Emet Kaymakamı Hasan Çiçek, konuyla ilgili yaptığı açıklamada, ’’Emet ilçemizie biyokütleye dayalı bir elektrik tesisinin kurulması planlanmaktadır. Biyokütlyr dayalı bir elektrik üretim tesisinin öncelikle bir yeşil enerji üretme modeli olduğunu ifade etmek isterim. Enerji Bakanlığımızın desteklediği ve teşvik ettiği bir enerji modelidir. Yapılacak bu yatırımla bir taraftan ülkemizin ihtiyaç duyduğu elektrik enerjisi üretimi sağlanacak, diğer taraftan istihdam oluşturacak ve ayrıca ilçemizde ekonomik canlanmaya da sebep olacak. Şuanda planlanan yatırımın büyüklüğü 40 Milyon dolardır. Yapılacak bu yatırımla oluşturulacak istihdam 400 ile 450 kişi arasında olacaktır. Yılda yaklaşık 160 bin ton atık ormanlarımızdan dökülen, kullanılmayan ve herhangi bir ekonomik değeri olmayan atıklar çeşitli işlemlerden geçirilerek yaklaşık 20 megavatlık elektrik üretimi sağlanacaktır. 20 megavatlık bir elekrtik üretimi yaklaşık 70 bin hanenin elektrik ihtiyacıdır. Özellikle ekonomik kriz söylentilerinin olduğu bu dönemde, ülkemizin ekonomisinin capcanlı ve diri olduğu, yerli sermaye yatırımının yanı sıra, yabancılarında bu işe ilgi duyduğuna hepimiz şahit olduk’’ dedi.


Çiçek, ’’İlçemizde çok ciddi bir orman varlığı olduğu bilinmektedir. Bu vesile ile orman köylümüz ve orman kooperatiflerimizin yararlanması sağlanacaktır. Bu proje göçü önleyecek ve göçü önleyici bir yatırım olacaktır’’ dedi.

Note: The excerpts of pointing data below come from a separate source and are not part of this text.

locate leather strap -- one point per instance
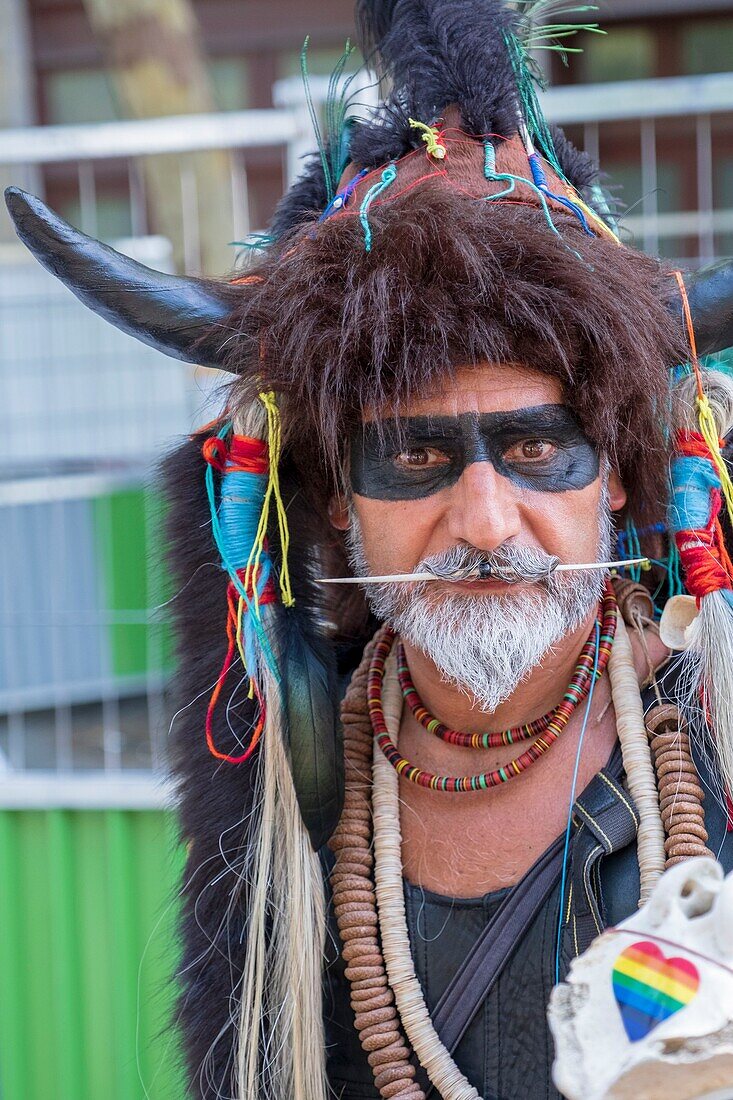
(610, 809)
(476, 977)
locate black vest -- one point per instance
(506, 1052)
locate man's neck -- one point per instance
(539, 693)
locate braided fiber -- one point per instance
(680, 793)
(440, 1067)
(637, 760)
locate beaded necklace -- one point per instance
(547, 728)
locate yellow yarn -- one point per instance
(598, 222)
(709, 432)
(430, 135)
(273, 492)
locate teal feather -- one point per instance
(314, 732)
(315, 120)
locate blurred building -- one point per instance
(87, 875)
(57, 77)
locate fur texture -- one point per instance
(431, 54)
(217, 799)
(307, 196)
(452, 281)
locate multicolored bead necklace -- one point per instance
(545, 730)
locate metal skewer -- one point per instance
(404, 578)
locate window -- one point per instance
(707, 46)
(625, 53)
(319, 62)
(230, 80)
(79, 96)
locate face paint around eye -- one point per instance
(571, 462)
(456, 442)
(380, 468)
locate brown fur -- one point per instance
(451, 281)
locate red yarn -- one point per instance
(248, 455)
(706, 561)
(704, 558)
(692, 443)
(244, 454)
(269, 595)
(215, 452)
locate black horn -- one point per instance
(186, 318)
(710, 293)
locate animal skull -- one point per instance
(646, 1012)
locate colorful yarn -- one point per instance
(341, 199)
(237, 521)
(693, 517)
(554, 721)
(431, 139)
(706, 417)
(605, 622)
(389, 176)
(540, 183)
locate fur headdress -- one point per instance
(450, 228)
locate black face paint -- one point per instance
(562, 459)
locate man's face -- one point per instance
(498, 459)
(496, 465)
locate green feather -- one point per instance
(309, 697)
(314, 119)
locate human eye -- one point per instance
(531, 450)
(420, 458)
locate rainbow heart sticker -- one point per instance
(649, 988)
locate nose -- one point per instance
(484, 508)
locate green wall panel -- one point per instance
(87, 955)
(129, 531)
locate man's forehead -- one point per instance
(487, 387)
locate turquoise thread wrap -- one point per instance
(389, 176)
(692, 481)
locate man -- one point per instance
(447, 365)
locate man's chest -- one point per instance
(468, 844)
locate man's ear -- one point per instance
(616, 492)
(339, 512)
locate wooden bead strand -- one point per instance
(680, 792)
(354, 903)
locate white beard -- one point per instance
(487, 645)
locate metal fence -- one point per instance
(86, 411)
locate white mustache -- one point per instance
(514, 573)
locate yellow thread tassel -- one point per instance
(430, 136)
(709, 432)
(273, 492)
(598, 221)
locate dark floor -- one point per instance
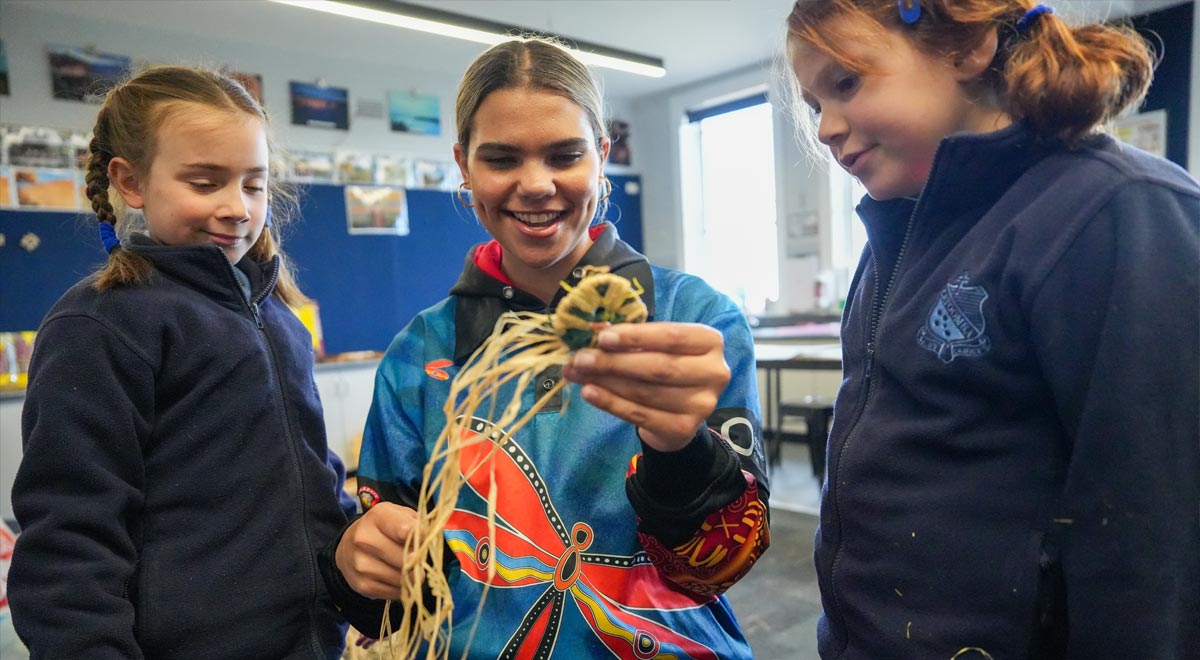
(778, 601)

Salix Holding’in şirket yetkilileri yaptıkları açıklamalarda, 40 Milyon dolarlık bir yatırım planladıklarını ve bölge halkı için istihdam ve göçü önlemek için çok önemli bir projeyi yapacaklarını söylediler.

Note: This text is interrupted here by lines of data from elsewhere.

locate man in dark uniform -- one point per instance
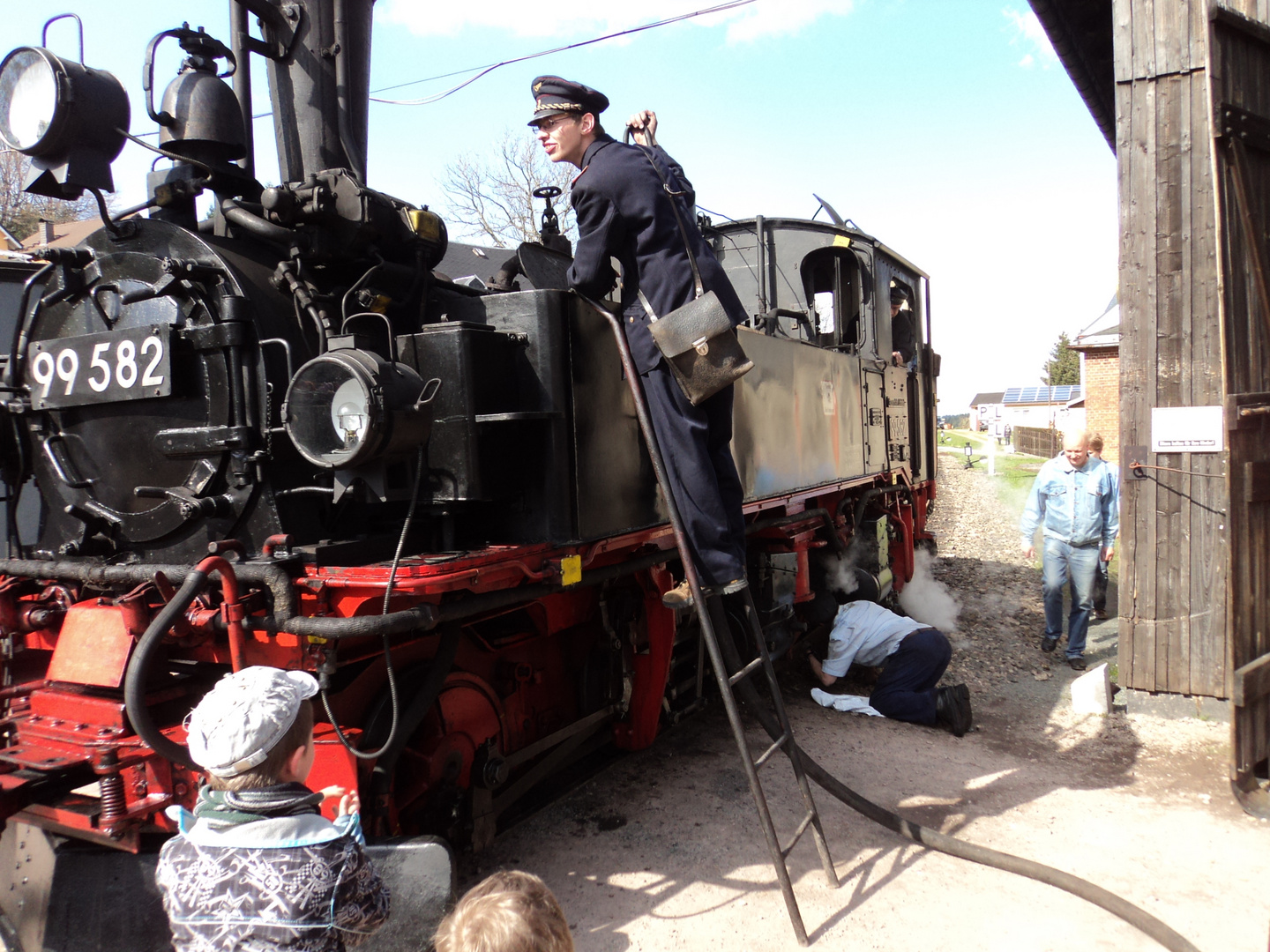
(624, 211)
(902, 337)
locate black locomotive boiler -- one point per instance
(294, 398)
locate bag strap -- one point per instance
(648, 308)
(698, 288)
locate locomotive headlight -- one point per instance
(348, 407)
(68, 117)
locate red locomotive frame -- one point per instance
(69, 729)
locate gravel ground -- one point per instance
(661, 850)
(1002, 617)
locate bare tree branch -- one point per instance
(493, 197)
(20, 212)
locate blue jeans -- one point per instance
(1061, 564)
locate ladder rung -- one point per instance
(773, 749)
(798, 834)
(746, 672)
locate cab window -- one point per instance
(831, 280)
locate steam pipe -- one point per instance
(272, 576)
(230, 609)
(343, 98)
(254, 224)
(138, 669)
(243, 84)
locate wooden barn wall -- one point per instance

Yatırıma yabancı ortak olarak girmeyi planlayan ve bölgeyi ziyaret eden dünyanın en büyük 500 şirketi arasında 55. sırada olan enerji şirketi yetkilileri yaptıkları açıklamalarda, ’’Emet’te yapılacak olan biyokütle enerji yatırımının arazisini görmeye geldik. İstanbul merkezli olan Salix Holding şirketi ile beraber bu yatırımı planlamaktayız. Bir çok Çin’li şirkette olduğu gibi kendi şirketimizde de sözü geçen şirketle beraber ortaklığımızın olacağını düşünüyorum. Bu konuda büyük potansiyel var Türkiye’de. Umarın çalışmalar her iki taraf için de olumlu geçer ve ortaklık söz konusu olur projede’’ dediler.


SCCS Çin devlet firması yetkilisi, konuyla ilgili yaptığı açıklamada, Bölgede 3 lü konsorsiyum ile bu bölgede yatırım yapmak istiyoruz. Salix firmasıyla da bu konuyla ilgili bir görüşme yaptık. Kaymakamımız da bizi bilgilendirdi. Orman işletme Müdürlüğü de bilgiler verdi. Şimdi de sahadayız. Nasıl bir tesis olacağını ve alanı görmek için geldik’’ dedi.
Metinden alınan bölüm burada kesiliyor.